Sebagai informasi, KH Abdul Hakim Mahfudz atau Gus Kikin telah ditetapkan sebagai Ketua Umum PBNU masa bakti 2026-2031 dalam rangkaian Muktamar ke-35 Nahdlatul Ulama.
Muktamar tersebut berlangsung di Pondok Pesantren Bahrul Ulum, Tambakberas, Jombang, Jawa Timur, pada 27-31 Agustus 2026.
Penetapan Gus Kikin sebagai Ketua Umum PBNU dilakukan melalui mekanisme Ahlul Halli wal Aqdi (AHWA). Sebanyak sembilan anggota AHWA melakukan musyawarah untuk menentukan Ketua Umum PBNU dari lima nama calon yang telah diajukan dalam Muktamar ke-35 NU.
Proses tersebut menjadi bagian penting dari rangkaian Muktamar NU yang mempertemukan para ulama, pengurus, dan perwakilan warga Nahdliyin dari berbagai daerah.
Terpilihnya Gus Kikin sekaligus menandai dimulainya periode kepemimpinan baru PBNU untuk masa khidmat 2026-2031.
Memasuki abad kedua, NU menghadapi tantangan yang semakin kompleks. Perubahan sosial, perkembangan teknologi, persoalan ekonomi, pendidikan, hingga dinamika kehidupan kebangsaan menjadi bagian dari tantangan yang harus dihadapi organisasi.
Dalam konteks tersebut, pesan Gus Kikin mengenai persatuan dan keguyuban menjadi salah satu fondasi penting bagi perjalanan NU ke depan.

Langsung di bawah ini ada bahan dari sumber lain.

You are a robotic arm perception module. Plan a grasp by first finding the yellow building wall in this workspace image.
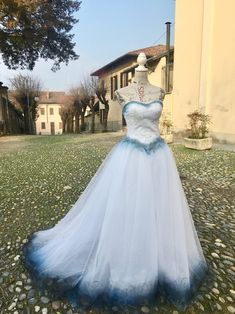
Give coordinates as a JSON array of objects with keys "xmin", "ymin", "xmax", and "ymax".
[{"xmin": 172, "ymin": 0, "xmax": 235, "ymax": 143}]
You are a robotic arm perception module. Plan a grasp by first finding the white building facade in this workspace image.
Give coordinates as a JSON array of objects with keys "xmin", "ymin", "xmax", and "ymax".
[{"xmin": 36, "ymin": 103, "xmax": 62, "ymax": 135}]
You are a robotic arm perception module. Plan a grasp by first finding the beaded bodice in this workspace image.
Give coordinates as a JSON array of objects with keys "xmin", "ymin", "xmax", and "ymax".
[{"xmin": 123, "ymin": 99, "xmax": 163, "ymax": 144}]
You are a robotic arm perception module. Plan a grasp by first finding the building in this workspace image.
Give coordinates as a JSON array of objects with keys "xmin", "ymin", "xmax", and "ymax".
[
  {"xmin": 91, "ymin": 45, "xmax": 174, "ymax": 131},
  {"xmin": 172, "ymin": 0, "xmax": 235, "ymax": 143},
  {"xmin": 36, "ymin": 91, "xmax": 66, "ymax": 135}
]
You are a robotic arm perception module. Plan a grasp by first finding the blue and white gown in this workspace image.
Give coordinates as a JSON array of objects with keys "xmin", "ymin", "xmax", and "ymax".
[{"xmin": 23, "ymin": 99, "xmax": 208, "ymax": 309}]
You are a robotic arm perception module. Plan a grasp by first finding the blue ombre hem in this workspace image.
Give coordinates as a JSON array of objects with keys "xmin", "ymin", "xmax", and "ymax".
[
  {"xmin": 119, "ymin": 136, "xmax": 167, "ymax": 155},
  {"xmin": 22, "ymin": 234, "xmax": 213, "ymax": 310}
]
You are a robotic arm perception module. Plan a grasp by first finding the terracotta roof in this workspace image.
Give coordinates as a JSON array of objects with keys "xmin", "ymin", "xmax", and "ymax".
[
  {"xmin": 127, "ymin": 45, "xmax": 170, "ymax": 57},
  {"xmin": 91, "ymin": 44, "xmax": 174, "ymax": 76},
  {"xmin": 39, "ymin": 91, "xmax": 69, "ymax": 104},
  {"xmin": 8, "ymin": 90, "xmax": 69, "ymax": 104}
]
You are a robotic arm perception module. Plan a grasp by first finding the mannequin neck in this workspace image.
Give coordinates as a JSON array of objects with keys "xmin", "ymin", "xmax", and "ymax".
[{"xmin": 133, "ymin": 70, "xmax": 150, "ymax": 85}]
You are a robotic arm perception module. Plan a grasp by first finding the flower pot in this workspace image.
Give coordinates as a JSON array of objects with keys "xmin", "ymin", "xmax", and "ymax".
[
  {"xmin": 161, "ymin": 133, "xmax": 173, "ymax": 144},
  {"xmin": 184, "ymin": 137, "xmax": 212, "ymax": 150}
]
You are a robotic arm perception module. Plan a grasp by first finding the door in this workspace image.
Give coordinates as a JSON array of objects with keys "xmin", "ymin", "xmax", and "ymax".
[{"xmin": 51, "ymin": 122, "xmax": 55, "ymax": 134}]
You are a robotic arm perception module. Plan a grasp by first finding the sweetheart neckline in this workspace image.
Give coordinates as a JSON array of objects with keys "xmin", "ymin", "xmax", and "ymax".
[{"xmin": 122, "ymin": 99, "xmax": 163, "ymax": 112}]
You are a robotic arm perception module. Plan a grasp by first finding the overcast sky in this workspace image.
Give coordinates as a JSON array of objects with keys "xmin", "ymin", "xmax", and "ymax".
[{"xmin": 0, "ymin": 0, "xmax": 175, "ymax": 91}]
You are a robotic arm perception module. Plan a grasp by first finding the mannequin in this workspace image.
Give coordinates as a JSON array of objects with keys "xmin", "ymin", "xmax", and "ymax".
[{"xmin": 114, "ymin": 52, "xmax": 165, "ymax": 107}]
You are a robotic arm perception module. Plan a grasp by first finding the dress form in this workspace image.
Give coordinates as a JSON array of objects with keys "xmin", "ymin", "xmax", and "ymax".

NU diharapkan tidak larut dalam perbedaan internal, tetapi justru memperkuat tradisi musyawarah dan gotong royong yang selama ini menjadi bagian dari karakter organisasi.
Dengan semangat persatuan, NU diharapkan mampu terus menjalankan fungsi sosial-keagamaan dan memberikan kontribusi bagi kemajuan masyarakat.
Pidato perdana Gus Kikin dalam penutupan Muktamar ke-35 tersebut sekaligus menjadi awal perjalanan kepemimpinan baru PBNU. Pesan tentang persatuan, keguyuban, dan pengabdian kepada masyarakat menjadi penekanan utama dalam memasuki periode khidmat 2026-2031.
Dari Jombang, tempat berlangsungnya Muktamar ke-35 NU, kepemimpinan baru PBNU diharapkan mampu membawa organisasi semakin solid, memperkuat khidmah kepada umat, serta menjaga NU tetap menjadi kekuatan yang berkontribusi bagi kemaslahatan masyarakat, bangsa, dan negara.